Now the LRT test for this is based on

\[T= \frac{\bar{x}-\bar{y}}{s\sqrt{1/n+1/m}}\]

where

\[s^2= \frac{(n-1)s_x^2+(m-1)s_y^2}{n+m-2}\]

which has a t distribution with n+m-2 degrees of freedom, and we reject \(H_0\) if \(|T|>qt(1-\alpha/2, n+m-2)\).

Let’s compare this test (which is known to be optimal) to a permutation test.

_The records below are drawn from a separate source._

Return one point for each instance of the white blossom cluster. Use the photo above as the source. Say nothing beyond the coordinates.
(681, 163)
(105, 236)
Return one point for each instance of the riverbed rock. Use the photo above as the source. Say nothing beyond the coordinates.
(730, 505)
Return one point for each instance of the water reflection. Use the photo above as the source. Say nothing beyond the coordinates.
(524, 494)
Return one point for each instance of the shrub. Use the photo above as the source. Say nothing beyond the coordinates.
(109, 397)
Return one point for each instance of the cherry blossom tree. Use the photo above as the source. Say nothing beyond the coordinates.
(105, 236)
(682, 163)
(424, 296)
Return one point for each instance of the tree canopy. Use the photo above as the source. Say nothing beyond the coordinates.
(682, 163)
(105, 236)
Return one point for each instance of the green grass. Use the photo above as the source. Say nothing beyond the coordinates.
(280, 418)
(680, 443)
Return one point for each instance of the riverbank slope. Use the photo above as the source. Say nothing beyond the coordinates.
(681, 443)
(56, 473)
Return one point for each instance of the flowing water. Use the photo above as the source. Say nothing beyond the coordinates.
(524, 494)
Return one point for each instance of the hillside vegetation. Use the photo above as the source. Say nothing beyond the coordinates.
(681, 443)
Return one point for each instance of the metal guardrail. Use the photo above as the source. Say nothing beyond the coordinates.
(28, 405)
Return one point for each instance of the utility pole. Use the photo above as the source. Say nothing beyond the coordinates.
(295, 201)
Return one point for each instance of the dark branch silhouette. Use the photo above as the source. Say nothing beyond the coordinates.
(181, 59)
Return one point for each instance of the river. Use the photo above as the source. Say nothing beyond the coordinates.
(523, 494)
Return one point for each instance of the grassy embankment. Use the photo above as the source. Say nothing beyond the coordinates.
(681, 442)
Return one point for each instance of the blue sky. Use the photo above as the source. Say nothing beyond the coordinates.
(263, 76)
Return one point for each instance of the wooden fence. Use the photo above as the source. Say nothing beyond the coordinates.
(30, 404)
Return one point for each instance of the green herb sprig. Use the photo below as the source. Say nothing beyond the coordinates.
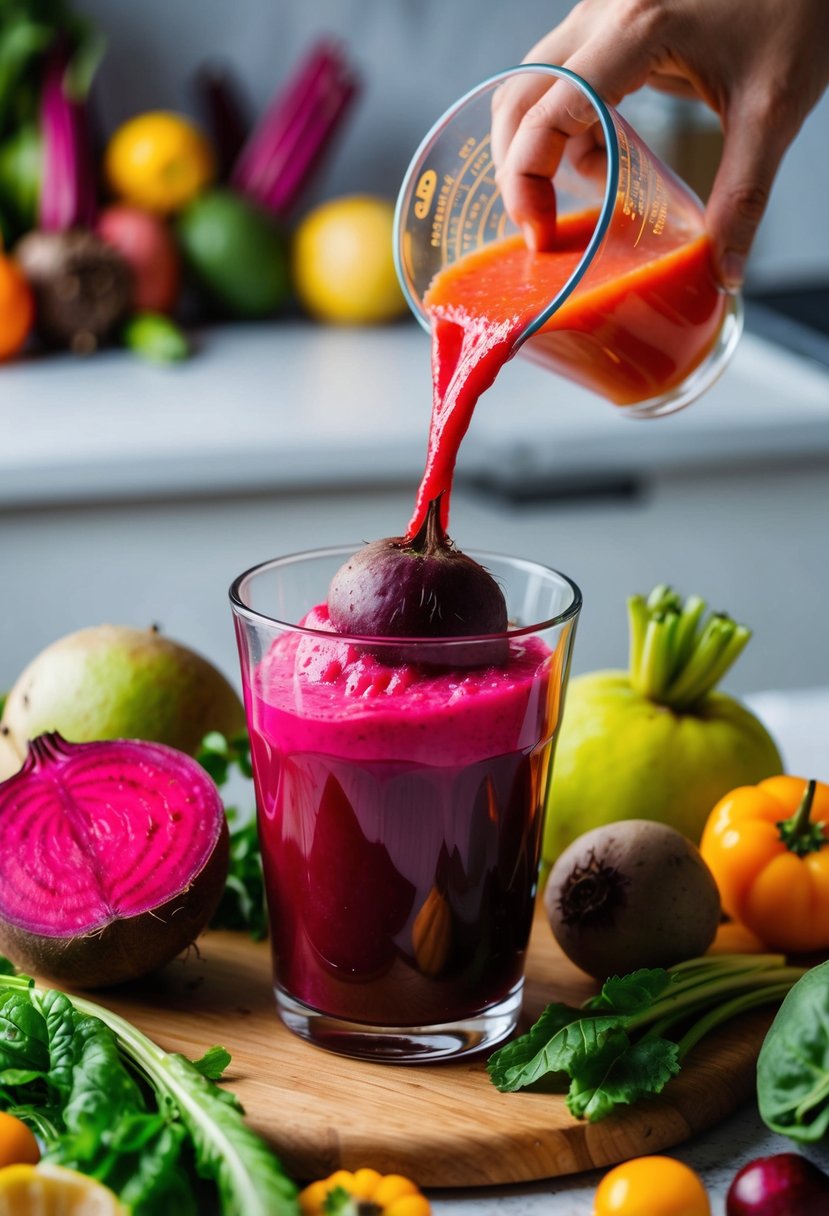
(242, 905)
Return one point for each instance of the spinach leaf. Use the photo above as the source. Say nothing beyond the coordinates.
(616, 1048)
(793, 1070)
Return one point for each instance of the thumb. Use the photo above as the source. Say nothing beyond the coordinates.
(753, 151)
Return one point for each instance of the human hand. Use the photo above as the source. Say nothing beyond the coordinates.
(760, 65)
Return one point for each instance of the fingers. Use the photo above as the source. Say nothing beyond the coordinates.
(614, 66)
(756, 138)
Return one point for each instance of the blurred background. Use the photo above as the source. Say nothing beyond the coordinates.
(134, 491)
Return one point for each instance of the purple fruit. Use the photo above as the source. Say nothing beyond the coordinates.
(421, 587)
(114, 856)
(785, 1184)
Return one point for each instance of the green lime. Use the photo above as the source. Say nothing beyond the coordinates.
(237, 254)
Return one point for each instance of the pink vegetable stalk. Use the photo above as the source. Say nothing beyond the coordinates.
(289, 141)
(67, 191)
(224, 112)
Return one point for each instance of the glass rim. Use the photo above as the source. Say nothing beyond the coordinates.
(258, 618)
(402, 206)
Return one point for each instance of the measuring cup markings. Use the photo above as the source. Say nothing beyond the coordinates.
(664, 327)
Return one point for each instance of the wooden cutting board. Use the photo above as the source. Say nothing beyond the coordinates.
(445, 1125)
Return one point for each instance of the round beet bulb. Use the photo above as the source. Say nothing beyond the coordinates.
(785, 1184)
(416, 587)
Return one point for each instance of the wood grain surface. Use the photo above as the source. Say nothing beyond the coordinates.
(443, 1124)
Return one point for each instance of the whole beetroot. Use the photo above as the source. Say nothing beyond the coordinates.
(631, 894)
(783, 1184)
(421, 587)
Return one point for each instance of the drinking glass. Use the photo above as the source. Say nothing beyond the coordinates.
(400, 791)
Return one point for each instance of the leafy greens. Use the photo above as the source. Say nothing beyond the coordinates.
(108, 1102)
(793, 1070)
(616, 1048)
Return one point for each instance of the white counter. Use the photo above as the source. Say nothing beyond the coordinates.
(800, 721)
(292, 405)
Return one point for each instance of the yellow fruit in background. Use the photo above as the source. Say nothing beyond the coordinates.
(343, 264)
(52, 1191)
(159, 161)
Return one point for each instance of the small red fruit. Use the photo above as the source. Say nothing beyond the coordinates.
(146, 245)
(784, 1184)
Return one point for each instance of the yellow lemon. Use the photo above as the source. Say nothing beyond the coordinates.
(159, 161)
(52, 1191)
(343, 263)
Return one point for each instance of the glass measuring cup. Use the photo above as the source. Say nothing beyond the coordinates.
(633, 311)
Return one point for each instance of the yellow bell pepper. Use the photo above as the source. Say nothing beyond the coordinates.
(364, 1193)
(767, 846)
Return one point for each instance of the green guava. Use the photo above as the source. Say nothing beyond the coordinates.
(116, 682)
(657, 742)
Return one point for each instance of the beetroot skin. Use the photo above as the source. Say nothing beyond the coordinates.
(114, 856)
(421, 586)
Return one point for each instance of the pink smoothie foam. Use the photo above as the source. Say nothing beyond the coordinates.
(400, 816)
(333, 696)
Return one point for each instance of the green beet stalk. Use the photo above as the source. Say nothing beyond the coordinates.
(676, 657)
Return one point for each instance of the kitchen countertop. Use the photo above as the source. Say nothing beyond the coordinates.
(800, 722)
(289, 404)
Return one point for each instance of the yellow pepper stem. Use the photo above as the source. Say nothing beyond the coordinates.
(676, 658)
(798, 833)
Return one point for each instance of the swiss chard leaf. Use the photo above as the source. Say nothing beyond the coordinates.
(23, 1040)
(248, 1175)
(631, 994)
(793, 1070)
(620, 1073)
(92, 1115)
(213, 1063)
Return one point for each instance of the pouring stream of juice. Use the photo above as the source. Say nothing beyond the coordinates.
(627, 333)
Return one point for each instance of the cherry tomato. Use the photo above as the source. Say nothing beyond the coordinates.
(652, 1186)
(17, 1143)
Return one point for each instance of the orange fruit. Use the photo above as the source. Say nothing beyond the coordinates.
(17, 1142)
(16, 308)
(52, 1191)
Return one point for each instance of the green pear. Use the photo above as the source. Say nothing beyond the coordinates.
(116, 682)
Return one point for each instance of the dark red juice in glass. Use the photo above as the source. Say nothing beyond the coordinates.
(400, 815)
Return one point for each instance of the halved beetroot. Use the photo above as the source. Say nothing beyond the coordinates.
(113, 857)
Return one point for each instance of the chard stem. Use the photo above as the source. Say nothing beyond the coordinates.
(767, 995)
(687, 996)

The 2-sample t test is already implemented in R in t.test, and we can find its power either via simulation or analytically. The permutation test is implemented in

perm.test <- function (x, y, alpha=0.05, B = 1000) {
  n <- length(x)
  m <- length(y)
  Tdata <- mean(x) - mean(y)
  Tsim <- rep(0, B)
  for (i in 1:B) {
    xy <- sample(c(x, y), size = n + m)
    Tsim[i] <- mean(xy[1:n]) - mean(xy[(n + 1):(n + m)])
  }
  length(Tsim[abs(Tsim) > abs(Tdata)])/B
}

as an example:

x <- rnorm(50, 10, 2)
y <- rnorm(40, 10, 2)
t.test(x, y)$p.value
## [1] 0.6053234
perm.test(x, y)
## [1] 0.603
y <- rnorm(40, 11, 2)
t.test(x, y)$p.value
## [1] 0.008007896
perm.test(x, y)
## [1] 0.007
perm.power <- function(mu=c(0, 0), sigma=c(1, 1), 
                       n=c(50, 50), alpha=0.05, B=1000) {
  pvals <- matrix(0, B, 2)
  for(i in 1:B) {
    x <- rnorm(n[1], mu[1], sigma[1])     
    y <- rnorm(n[2], mu[2], sigma[2])     
    pvals[i, 1] <- t.test(x, y)$p.value
    pvals[i, 2] <- perm.test(x, y)
  }
  c(sum(pvals[, 1]<alpha), sum(pvals[, 2]<alpha))/B
}
mu <- seq(0, 0.8, length=10)
power <- matrix(0, 10, 3)
colnames(power) <- c("mu2", "t-test", "permutation")
power[, 1] <- mu
for(i in 1:10) 
  power[i, 2:3] <- perm.power(mu=c(0, mu[i]))
power <- round(power, 3)
kable.nice(power, do.row.names = FALSE)
mu2 t-test permutation
0.000 0.053 0.052
0.089 0.066 0.065
0.178 0.132 0.127
0.267 0.258 0.257
0.356 0.392 0.392
0.444 0.561 0.556
0.533 0.743 0.742
0.622 0.856 0.857
0.711 0.939 0.938
0.800 0.976 0.977

and we see that the permutation test has a power quite similar to the t test.